Background The incidence of organisms with extended-spectrum beta-lactamases (ESBLs) is increasing. The data for using cefepime in ESBL-producing Enterobacterales infections is conflicting. More favorable outcomes are likely if minimum inhibitory concentrations (MICs) < 2 mcg/mL. The aim of this study is to compare the efficacy of cefepime versus carbapenems for ESBL-producing, non-bloodstream Enterobacterales infections. Methods This study was a single-center retrospective cohort study of patients who received cefepime or a carbapenem for at least 72 hours for the definitive treatment of an ESBL-producing Enterobacterales non-bloodstream infection between Jan. 1, 2011 and Sept. 30, 2021. ESBL production was identified if the isolate either had a positive confirmatory ESBL test from VITEK 2 (bioMérieux) or phenotypic resistance to ceftriaxone. Isolates had to have a MIC < 2 mcg/mL to cefepime or be susceptible to carbapenems. Isolates with a cefepime MIC 4-8 mcg/mL were not included due to likely higher rates of treatment failure. The primary endpoint was clinical failure, defined as persistence of symptoms requiring escalation of therapy or death. Descriptive statistics were used to compare groups. A univariate analysis and odds ratio was calculated for clinical outcomes. Results One hundred patients were included. Twenty-two patients received cefepime and 78 received a carbapenem. Table 1 describes patient characteristics and clinical outcomes. Most patients had a urinary tract infection (UTI) (94%). More patients receiving cefepime were admitted to the intensive care unit (40.9% versus 15.4%). Treatment with cefepime displayed higher rates of clinical failure when compared to treatment with carbapenems (13.6% versus 6.4%). Cohen’s d-test for clinical failure was 0.46, indicating a medium effect.
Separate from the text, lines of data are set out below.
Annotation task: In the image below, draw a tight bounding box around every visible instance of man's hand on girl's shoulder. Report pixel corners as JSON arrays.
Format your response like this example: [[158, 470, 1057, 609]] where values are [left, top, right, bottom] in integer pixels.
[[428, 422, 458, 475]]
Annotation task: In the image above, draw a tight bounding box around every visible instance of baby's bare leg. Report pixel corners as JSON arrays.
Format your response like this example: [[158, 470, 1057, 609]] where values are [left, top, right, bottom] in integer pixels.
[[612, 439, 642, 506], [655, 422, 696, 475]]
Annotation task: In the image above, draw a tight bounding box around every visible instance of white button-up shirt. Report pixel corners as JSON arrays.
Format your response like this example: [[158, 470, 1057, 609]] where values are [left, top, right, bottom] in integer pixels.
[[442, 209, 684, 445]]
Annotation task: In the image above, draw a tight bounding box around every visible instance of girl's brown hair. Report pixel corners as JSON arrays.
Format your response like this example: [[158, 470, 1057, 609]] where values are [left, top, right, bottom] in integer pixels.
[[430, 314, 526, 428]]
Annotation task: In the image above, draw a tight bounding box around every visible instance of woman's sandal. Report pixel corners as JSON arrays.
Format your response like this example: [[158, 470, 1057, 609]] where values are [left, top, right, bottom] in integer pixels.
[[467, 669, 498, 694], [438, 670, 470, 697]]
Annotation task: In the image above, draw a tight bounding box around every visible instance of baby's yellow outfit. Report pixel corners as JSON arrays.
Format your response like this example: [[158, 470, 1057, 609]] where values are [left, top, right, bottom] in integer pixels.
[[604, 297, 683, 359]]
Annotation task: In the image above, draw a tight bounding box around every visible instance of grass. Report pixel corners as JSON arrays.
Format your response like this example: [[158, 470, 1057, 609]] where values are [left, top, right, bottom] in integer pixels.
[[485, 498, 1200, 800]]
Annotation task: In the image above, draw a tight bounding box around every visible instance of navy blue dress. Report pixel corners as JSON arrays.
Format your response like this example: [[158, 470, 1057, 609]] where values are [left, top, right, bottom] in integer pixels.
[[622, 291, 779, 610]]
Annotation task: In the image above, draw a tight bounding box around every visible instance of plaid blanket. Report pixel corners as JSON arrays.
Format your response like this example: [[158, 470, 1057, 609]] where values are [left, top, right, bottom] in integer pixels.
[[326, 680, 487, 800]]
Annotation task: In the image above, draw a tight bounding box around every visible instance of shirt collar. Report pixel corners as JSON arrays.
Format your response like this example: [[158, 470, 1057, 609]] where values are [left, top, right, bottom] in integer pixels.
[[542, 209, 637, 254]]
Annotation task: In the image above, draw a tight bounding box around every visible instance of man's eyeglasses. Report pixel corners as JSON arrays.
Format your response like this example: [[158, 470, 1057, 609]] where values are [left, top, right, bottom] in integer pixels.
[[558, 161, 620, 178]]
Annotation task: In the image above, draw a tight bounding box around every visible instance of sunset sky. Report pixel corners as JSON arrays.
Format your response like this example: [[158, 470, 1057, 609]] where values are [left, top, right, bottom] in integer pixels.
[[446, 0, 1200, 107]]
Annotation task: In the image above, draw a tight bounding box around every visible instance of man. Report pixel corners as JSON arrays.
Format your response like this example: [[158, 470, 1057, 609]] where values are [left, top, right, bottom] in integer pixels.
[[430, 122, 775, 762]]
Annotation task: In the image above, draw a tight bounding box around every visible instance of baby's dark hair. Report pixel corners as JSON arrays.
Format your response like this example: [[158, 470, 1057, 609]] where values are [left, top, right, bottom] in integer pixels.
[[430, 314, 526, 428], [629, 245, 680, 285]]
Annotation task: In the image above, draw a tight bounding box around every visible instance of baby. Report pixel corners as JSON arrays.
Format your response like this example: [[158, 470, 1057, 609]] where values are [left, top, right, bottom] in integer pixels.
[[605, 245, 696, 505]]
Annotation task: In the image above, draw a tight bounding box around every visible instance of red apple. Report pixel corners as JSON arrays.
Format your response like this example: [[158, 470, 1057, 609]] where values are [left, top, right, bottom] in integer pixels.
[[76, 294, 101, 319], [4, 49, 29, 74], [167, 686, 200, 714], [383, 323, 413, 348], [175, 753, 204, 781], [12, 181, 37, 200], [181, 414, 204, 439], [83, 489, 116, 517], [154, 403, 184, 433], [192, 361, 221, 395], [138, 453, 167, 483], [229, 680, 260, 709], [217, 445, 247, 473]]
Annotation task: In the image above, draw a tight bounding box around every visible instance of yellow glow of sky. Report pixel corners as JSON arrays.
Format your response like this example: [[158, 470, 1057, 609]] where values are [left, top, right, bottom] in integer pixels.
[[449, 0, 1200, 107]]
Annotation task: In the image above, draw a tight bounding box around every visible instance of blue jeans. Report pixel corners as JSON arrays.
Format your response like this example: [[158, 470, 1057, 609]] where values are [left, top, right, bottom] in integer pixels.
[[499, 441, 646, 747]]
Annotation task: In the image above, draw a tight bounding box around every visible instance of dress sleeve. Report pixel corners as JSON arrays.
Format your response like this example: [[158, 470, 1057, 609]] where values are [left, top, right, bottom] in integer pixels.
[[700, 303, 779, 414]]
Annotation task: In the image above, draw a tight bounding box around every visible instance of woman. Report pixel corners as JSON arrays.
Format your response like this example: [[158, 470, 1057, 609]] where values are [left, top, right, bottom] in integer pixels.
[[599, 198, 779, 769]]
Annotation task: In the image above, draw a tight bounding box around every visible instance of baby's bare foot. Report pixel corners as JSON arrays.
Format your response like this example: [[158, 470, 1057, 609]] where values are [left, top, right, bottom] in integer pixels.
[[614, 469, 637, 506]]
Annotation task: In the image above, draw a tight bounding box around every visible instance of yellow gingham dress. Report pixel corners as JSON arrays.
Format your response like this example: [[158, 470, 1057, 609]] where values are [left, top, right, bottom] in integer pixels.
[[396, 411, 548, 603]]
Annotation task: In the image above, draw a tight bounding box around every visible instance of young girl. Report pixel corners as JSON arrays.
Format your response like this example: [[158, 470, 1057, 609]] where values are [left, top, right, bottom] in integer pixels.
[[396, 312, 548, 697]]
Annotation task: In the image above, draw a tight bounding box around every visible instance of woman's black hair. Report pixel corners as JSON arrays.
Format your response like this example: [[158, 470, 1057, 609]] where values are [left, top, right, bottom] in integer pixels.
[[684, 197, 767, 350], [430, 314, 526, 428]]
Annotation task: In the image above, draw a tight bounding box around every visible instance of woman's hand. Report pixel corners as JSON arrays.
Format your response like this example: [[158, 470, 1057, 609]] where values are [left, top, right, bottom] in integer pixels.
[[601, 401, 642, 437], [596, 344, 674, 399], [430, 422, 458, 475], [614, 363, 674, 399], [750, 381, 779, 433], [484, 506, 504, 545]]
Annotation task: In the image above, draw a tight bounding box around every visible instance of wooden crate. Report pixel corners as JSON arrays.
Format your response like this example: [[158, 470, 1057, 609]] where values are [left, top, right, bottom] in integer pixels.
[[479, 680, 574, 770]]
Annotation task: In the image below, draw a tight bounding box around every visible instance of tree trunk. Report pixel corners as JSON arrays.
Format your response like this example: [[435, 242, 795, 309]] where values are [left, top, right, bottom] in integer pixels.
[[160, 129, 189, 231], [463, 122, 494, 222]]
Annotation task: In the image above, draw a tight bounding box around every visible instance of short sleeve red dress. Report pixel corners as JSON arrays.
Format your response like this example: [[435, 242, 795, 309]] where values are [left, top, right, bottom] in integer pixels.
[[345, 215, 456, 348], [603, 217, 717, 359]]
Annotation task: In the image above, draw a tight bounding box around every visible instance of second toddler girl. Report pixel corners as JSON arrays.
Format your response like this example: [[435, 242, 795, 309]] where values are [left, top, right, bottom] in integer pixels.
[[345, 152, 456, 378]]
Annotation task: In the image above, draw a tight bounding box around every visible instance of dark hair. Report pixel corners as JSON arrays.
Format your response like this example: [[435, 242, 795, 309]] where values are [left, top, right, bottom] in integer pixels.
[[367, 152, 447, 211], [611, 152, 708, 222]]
Conclusion Based on our analysis, cefepime may have higher rates of clinical failure when compared to carbapenem treatment for ESBL-producing Enterobacterales. Most of our patients were treated for UTIs and the sample size for both arms were limited, particularly for the cefepime arm. Further research is needed to confirm the role of cefepime as a carbapenem-sparing option in the treatment of these drug-resistant infections. Disclosures Madeline King, PharmD, Shionogi: Honoraria|Tetraphase: speakers' bureau.